ELIAS AREDES CAMPINAS | 12/07/2018-21:31:37 Atualizado em 12/07/2018-21:29:35

Após a decisão do TST (Tribunal Superior do Trabalho) confirmar em última instância a sentença que assegura a posse do Brinco de Ouro ao empresário Roberto Graziano, a juíza Ana Cláudia Torres Viana afirmou ontem que todos os movimentos serão na direção de proporcionar a aceleração das obras de construção de um novo estádio ao Guarani, além de um Centro de Treinamento e clube social. Todas as exigências estão previstas em sentença judicial emitida em julho de 2015.
"Por enquanto não havia decisão final. Agora é o momento para se tratar desta agenda", disse a juíza em entrevista à Rádio Bandeirantes de Campinas. Para ela, não há justificativa para "enrolação" por parte do futuro detentor do Brinco, que já tem em mãos a carta de arrematação. "A pressa é dele porque ele precisa acelerar a agenda (construção) para ter a posse do imóvel", afirmou.
Para a juíza, como se trata de um processo atípico, existirá a formulação de uma comissão com integrantes do Judiciário e do clube campineiro para acompanhar a execução e andamento das obras. "Este processo é atípico porque é de Campinas e com muitos interessados. Queremos uma comissão que envolva as pessoas", afirmou Ana Cláudia.
A juíza deixou claro: não há hipótese de Roberto Graziano desistir do negócio e muito menos da construção da Arena. "Tudo isso foi conversado em todas as instâncias. A decisão do TST só muda porque não pode ser revertida em qualquer outro recurso. O título do Roberto (carta de arrematação) não significa nada sem a autorização judicial. Precisamos definir e ter algo bem transparente porque este é um processo histórico", completou.

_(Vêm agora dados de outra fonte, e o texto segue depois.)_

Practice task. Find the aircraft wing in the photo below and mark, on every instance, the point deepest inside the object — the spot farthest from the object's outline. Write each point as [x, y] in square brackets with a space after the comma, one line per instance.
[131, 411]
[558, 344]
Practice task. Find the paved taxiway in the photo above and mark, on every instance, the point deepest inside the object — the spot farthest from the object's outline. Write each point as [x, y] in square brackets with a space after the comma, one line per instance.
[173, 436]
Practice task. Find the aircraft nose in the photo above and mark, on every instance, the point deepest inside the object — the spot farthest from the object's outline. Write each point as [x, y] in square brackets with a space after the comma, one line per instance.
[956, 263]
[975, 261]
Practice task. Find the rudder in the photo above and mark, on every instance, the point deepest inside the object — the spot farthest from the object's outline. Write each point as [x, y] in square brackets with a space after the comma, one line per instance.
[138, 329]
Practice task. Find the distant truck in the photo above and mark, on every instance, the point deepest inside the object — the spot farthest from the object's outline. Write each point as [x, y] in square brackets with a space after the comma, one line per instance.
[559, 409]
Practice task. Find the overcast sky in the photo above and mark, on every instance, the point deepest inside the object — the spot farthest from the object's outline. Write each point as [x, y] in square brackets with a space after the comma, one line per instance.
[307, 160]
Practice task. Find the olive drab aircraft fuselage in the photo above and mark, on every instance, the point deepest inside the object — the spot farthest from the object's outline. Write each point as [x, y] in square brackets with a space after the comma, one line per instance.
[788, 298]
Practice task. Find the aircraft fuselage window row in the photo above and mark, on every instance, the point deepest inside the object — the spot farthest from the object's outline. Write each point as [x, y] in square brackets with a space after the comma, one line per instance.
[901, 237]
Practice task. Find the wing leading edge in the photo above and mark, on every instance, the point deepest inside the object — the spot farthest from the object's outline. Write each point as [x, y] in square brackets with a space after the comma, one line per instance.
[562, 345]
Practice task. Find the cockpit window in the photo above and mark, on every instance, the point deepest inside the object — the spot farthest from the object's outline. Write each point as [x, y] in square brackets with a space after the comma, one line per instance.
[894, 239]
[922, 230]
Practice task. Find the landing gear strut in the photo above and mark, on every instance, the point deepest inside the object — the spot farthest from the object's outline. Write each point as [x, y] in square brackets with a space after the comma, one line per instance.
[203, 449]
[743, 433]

Quanto ás ações trabalhistas, Ana Cláudia afirma que 400 ações já foram quitadas em uma primeira etapa e que correspondiam às dividas antigas do clube. Uma nova etapa foi estabelecida para quitar débitos trabalhistas contraídos desde 2015 e que totalizavam 100 processos. A expectativa é que os 40 débitos restantes sejam quitados até o final do ano.
O montante gasto por Roberto Graziano não foi estimado pela Juíza, que promoverá um levantamento. Para quitar o valor restante referente às 40 ações trabalhistas, ela espera desbloquear uma ação que estava travada na Justiça de São Paulo e que totalizaria R$ 3 milhões.